Separation of organic acids can be a challenging task due to their hydrophilic nature and structural diversity. One of the more traditional approaches to this analysis is ion exclusion chromatography, which offer complementary selectivity to other separation techniques, especially for the monovalent acids which tend to be more strongly retained in this mode.

This example shows an attempted separation of twelve organic acids during a column screening where several of the analytes were of relevance to a product development project within the pharmaceutical industry. Changing the concentration of the eluent did not increase resolution for this set of analytes on this column.

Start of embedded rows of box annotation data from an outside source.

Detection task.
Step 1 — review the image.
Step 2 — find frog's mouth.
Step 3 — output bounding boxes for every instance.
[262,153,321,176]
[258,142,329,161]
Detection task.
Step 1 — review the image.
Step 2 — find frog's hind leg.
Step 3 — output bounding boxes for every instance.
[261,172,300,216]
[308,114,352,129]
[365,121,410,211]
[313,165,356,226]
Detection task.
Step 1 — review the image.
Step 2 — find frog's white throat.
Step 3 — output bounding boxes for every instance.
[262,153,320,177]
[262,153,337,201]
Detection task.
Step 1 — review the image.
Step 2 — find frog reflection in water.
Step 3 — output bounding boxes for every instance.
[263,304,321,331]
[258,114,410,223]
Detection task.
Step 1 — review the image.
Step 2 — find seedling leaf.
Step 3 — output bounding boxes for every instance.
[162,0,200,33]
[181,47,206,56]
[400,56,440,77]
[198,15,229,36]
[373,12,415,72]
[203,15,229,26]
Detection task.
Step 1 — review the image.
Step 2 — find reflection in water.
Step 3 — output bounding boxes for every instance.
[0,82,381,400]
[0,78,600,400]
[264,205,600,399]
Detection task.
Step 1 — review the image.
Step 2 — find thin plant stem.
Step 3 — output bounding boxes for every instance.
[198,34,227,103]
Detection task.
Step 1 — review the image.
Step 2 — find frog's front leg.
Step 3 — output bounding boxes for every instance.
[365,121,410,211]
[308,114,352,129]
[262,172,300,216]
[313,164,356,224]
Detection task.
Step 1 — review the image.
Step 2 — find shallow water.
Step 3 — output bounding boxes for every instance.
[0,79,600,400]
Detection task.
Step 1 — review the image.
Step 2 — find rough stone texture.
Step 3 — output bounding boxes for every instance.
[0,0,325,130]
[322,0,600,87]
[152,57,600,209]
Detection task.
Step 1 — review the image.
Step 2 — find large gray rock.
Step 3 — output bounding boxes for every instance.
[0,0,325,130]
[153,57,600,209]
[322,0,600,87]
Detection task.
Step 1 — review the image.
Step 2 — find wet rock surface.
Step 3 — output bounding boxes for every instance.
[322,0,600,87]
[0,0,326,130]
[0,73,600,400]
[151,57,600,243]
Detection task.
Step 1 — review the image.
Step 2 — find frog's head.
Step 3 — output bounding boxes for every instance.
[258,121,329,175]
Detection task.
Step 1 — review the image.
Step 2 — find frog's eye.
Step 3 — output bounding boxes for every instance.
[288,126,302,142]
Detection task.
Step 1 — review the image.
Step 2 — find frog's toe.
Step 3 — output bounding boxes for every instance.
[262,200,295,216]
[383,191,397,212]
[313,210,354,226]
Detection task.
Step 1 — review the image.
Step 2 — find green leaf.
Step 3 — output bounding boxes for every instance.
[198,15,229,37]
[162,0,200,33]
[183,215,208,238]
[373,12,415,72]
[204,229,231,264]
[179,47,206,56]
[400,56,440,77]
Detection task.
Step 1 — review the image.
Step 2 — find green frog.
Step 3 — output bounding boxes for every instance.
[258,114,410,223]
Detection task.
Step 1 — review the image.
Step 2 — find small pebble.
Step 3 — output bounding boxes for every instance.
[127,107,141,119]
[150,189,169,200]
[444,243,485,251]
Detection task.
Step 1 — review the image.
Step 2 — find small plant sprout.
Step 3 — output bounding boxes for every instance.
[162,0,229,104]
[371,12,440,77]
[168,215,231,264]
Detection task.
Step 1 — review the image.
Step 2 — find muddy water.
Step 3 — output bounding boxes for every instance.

Addition of low amounts of organic solvents such as methanol or acetonitrile to this eluent reduced retention of all acids and did not improve the separation.

Separation of twelve organic acids by ion exclusion chromatography

Separation of 12 organic acids by ion-exclusion chromatography on an IonPac ICE-AS6 column (250×9 mm) using an eluent containing 0.7 mM hexafluorobutyric acid (HFBA) in water, pumped at 1.0 mL/min at 25 °C. Background reduced by Dionex AMMS-ICE 300 suppressor regenerated by 5 mM tetrabutylammonium hydroxide (TBAOH) delivered at 4 mL/min. Pumping of eluent and regenerant, plus conductivity detection performed by Metrohm 761 Compact IC. Injection of 50 µL of oxalic acid (1), maleic acid (2), glyoxylic acid (3), malonic acid (4), malic acid (5), glycolic acid (6), formic acid (7), lactic acid (8), acetic acid (9), succinic acid (10), fumaric acid (11), acrylic acid (12), at 5-50 mg/L in eluent, giving signals of 1-12 µS/cm.